Berlin (dapd). Die Bundesbank stellt sich in der derzeitigen Situation zwar gegen gemeinsame europäische Staatsanleihen, ist aber nicht grundsätzlich gegen die sogenannten Euro-Bonds. Eine stärkere Gemeinschaftshaftung könne erst am Ende eines politischen Integrationsprozesses stehen, sagte Bundesbankpräsident Jens Weidmann. "Haftung ohne Kontrolle kann nicht funktionieren."
Der Notenbanker forderte daher zunächst eine Fiskalunion. "Das bedeutet gemeinschaftliche Kontrolle über die Haushalte der Mitgliedsländer, inklusive Durchgriffsrechten, sollten einzelne Länder die vereinbarten Regeln verletzen", sagte er der "Berliner Zeitung" (Wochenendausgabe). Ob die gemeinsamen Schuldtitel dann eingeführt würden, müsse die Politik entscheiden. "Eigentlich braucht man Euro-Bonds dann gar nicht mehr, weil die bessere Architektur der Währungsunion überzeugen wird", sagte Weidmann.
Noch klarer gegen gemeinsame Schulden stellte sich der Vorsitzende der Wirtschaftsweisen, Wolfgang Franz. "Euro-Bonds lehnt die Mehrheit des Sachverständigenrats strikt ab", sagte er dem Magazin "Focus" laut Vorabbericht. Allerdings seien alle noch infrage kommenden Maßnahmen "teuer und risikobehaftet". Franz fügte hinzu: "Wir haben eigentlich nur die Wahl zwischen Pest und Cholera."
Verstärkte Käufe von Anleihen der Euro-Krisenländer durch die Europäische Zentralbank (EZB) lehnte Weidmann in diesem Zusammenhang weiter strikt ab. "Eine Staatsfinanzierung durch Gelddrucken passt auf keinen Fall zu einer Geldpolitik, die Preisstabilität gewährleistet", sagte er. Der Glaube, die EZB könne das Problem beheben, sei "falsch und gefährlich", warnte Weidmann. "Es ist die Aufgabe der Politik, der gewählten Regierungen und Parlamente, die Krise zu lösen." Sie müssten glaubhafte Konsolidierungspläne vorlegen. "Vieles ist versprochen, aber nicht umgesetzt."
"Die Zinsen steigen nicht wegen der Untätigkeit der Zentralbank, sondern weil die Tragfähigkeit der Staatsschulden infrage gestellt wird", wehrte Weidmann weiter ab. Kritiker forderten aber eine Vergemeinschaftung der Haftungsrisiken im großen Stil mit offenem Ausgang. "Dies ist der Notenbank verboten", sagte Weidmann.
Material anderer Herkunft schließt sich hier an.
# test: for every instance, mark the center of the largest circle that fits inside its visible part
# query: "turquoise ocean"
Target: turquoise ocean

Die "Bild"-Zeitung berichtete am Samstag, Deutschland und Frankreich planten einen neuen Euro-Stabilitätsvertrag. Unter Berufung auf diplomatische Kreise hieß es, Kanzlerin Angela Merkel (CDU) und Frankreichs Präsident Nicolas Sarkozy wollten den Pakt zunächst als Vertrag zwischen den Staaten schließen, ähnlich dem anfänglichen Abkommen über den Wegfall der Personenkontrollen in der EU (Schengen-Vertrag). Auf die EU-Kommission wollten sie notfalls keine Rücksicht nehmen. Schon beim nächsten EU-Gipfel Anfang Dezember sollte der Plan vorgestellt werden, hieß es in dem Bericht.
Der Bundesbankpräsident räumte einem neuen Stabilitätsabkommen durchaus Erfolgschancen ein. "Wenn die Politik heute glaubwürdig ankündigt, in Richtung einer Fiskalunion zu gehen oder den Stabilitätspakt stärkt, und gleichzeitig die Regierungen glaubhafte Konsolidierungs- und Reformprogramme vorlegen und auch umsetzen, kann dies die Märkte rasch beruhigen", sagte Weidmann.